GCC optimizer problems

I was wondering why I got 5 fps drop in performance when I started to use textures of width 12 pixels (because of mipmapping) instead of width 8 pixels. LPC11U68 should have 1 cycle multiplication, so it should be no problem. Except that it is. I have following calculation in the inner loop of the “Mode7” bitmap transformation function.

Bitmap width: 8 pixels

( finalV & 0x7 ) * 8

The assembly is as follows;

	ands    r3, r4
	lsls	r3, r3, #3

Bitmap width: 12 pixels

( finalV & 0x7 ) * 12

	ands	r3, r4
	lsls	r6, r3, #1
	mov	fp, r6
	add	r3, r3, fp
	lsls	r3, r3, #2

So GCC is using a combination of shifts and add to produce multiplication of 12, instead of using the mul instruction. This is something @FManga has mentioned before.

So the question is: how can we force GCC to use the mul instruction?

I think its -mtune=cortex-m0plus but I haven’t had a chance to test it yet.

I tested it but unfortunately it did not work. The same assembly code.

Some M0+ CPU has the “small” 32 -cycle multiplier.

What is the assembly output if you add the -Os option to GCC?

Does your IDE have a “Cortex M0+ Fast Multiplier” architecture option?

Are you using -Os?

I think @dmarschal read the same page I ended up at :P

https://community.nxp.com/thread/388760

@Hanski how are you building? mbed?
http://infocenter.arm.com/help/index.jsp?topic=/com.arm.doc.faqs/ka13304.html

Oh, try -mtune=cortex-m0plus.small-multiply.

https://gcc.gnu.org/onlinedocs/gcc/ARM-Options.html#index-mtune-3

isn’t that the opposite (force GCC to not use MUL)?

I don’t know for definite but I’m assuming a single MUL is ‘smaller’ than lots of shifting and adding.

If it is the opposite then the people who pick the flag names for GCC aren’t very good at their job. :P

I think smaller refers to the circuit that does the math, not the code.

I am using EmBitz.
-Os has always produced slower code for me than -O3

Hanski, lets see a longer code snippet of the multiplication you are doing, particularly the datatypes of the integers involved

If constants are replaced with variables, it will force compiler to use MULS:

[Note that multiplying two variables together will cause the generation of a MULS instruction, as in such cases the compiler has no way of knowing what combination of add/shifts to use.]

https://community.nxp.com/thread/423115

Edit: in other words, use a variable instead of 8/12 constants

1 Like

Good point.
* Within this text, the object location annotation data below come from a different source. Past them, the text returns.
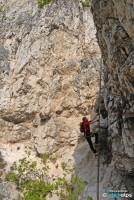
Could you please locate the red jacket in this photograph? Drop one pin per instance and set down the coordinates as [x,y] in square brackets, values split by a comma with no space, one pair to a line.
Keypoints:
[87,127]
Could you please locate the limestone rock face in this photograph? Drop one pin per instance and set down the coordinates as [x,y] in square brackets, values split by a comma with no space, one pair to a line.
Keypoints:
[49,73]
[115,32]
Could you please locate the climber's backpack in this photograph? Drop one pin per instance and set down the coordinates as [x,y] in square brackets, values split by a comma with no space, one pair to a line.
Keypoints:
[82,127]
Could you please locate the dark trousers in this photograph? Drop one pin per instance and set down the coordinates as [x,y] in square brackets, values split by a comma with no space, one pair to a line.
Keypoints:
[88,138]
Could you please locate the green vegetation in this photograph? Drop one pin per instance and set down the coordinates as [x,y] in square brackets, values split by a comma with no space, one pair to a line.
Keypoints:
[42,3]
[35,183]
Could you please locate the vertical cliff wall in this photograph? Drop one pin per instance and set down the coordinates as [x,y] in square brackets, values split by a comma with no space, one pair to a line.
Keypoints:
[49,77]
[115,33]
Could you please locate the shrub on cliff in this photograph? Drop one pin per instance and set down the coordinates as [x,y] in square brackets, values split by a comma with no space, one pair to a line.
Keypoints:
[36,184]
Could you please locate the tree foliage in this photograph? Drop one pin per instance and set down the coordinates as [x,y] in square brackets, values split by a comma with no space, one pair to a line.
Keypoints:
[36,184]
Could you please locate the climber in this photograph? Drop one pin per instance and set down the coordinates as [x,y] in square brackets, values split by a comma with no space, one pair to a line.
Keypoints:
[88,134]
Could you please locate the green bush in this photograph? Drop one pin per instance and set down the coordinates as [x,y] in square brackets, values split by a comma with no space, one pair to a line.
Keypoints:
[35,183]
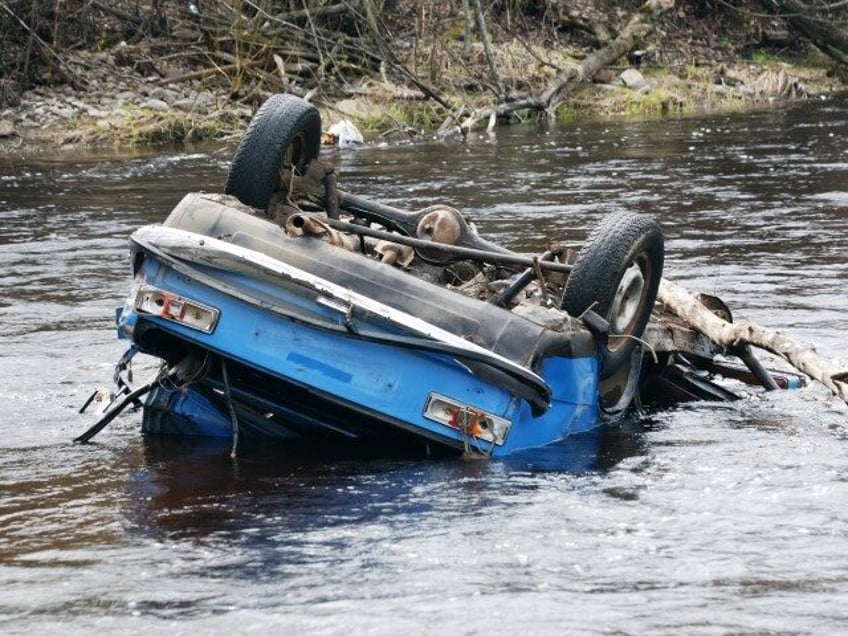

I tested it and it indeed looked to use the muls instruction. Of course it can affect optimization also otherwise as the value is not const any more.

It still would like to find a generic solution, so that I could squeeze out some cycles without tricking the compiler case by case.

AFAIK this is a general problem with GCC and cortex-M0+. Some reports say that it depends on the version of GCC used

That’s a shame, because now we cannot (fully) benefit from the 1 cycle multiplication (!). The options are to try to avoid NPOT multiplication in the inner loops, or when that is inevitable, code inline assembler.

For this particular case I can avoid the problem by putting mipmaps under the original texture (total size:8x12 pixels) instead of the right side (12x8 pixels), because I need only the bitmap width in the inner loop.

Or could we make an own MULS macro or inline function for integer multiplication (implemented in inline assembler) that can be used instead of ‘*’? It would be interesting to see how the optimizer handles it :wink:

Edit: I can also check if there is newer EmBitz version available with updated GCC.

AFAIK you can specify which GCC it uses and from which directory. Just go to settings->compiler or something, its in the menu

2 Likes

I already have the latest version of EmBittz 1.11. That is using tailored GCC 5.4 (embedded version).

The same thing happens with GCC 7.2.1.

1 Like

As a conclusion:

  • multiplying of two int variables should be fast
  • multiplying a constant with a variable is (relatively) slow, unless the constant is POT (power-of-two).

The option for the latter is to use a constant as variable, but it is not as fast as the POT option, even if the memory access is really fast (1 cycle iirc). The optimizer can do better job with constants as the instruction pipeline can be filled more efficiently.

1 Like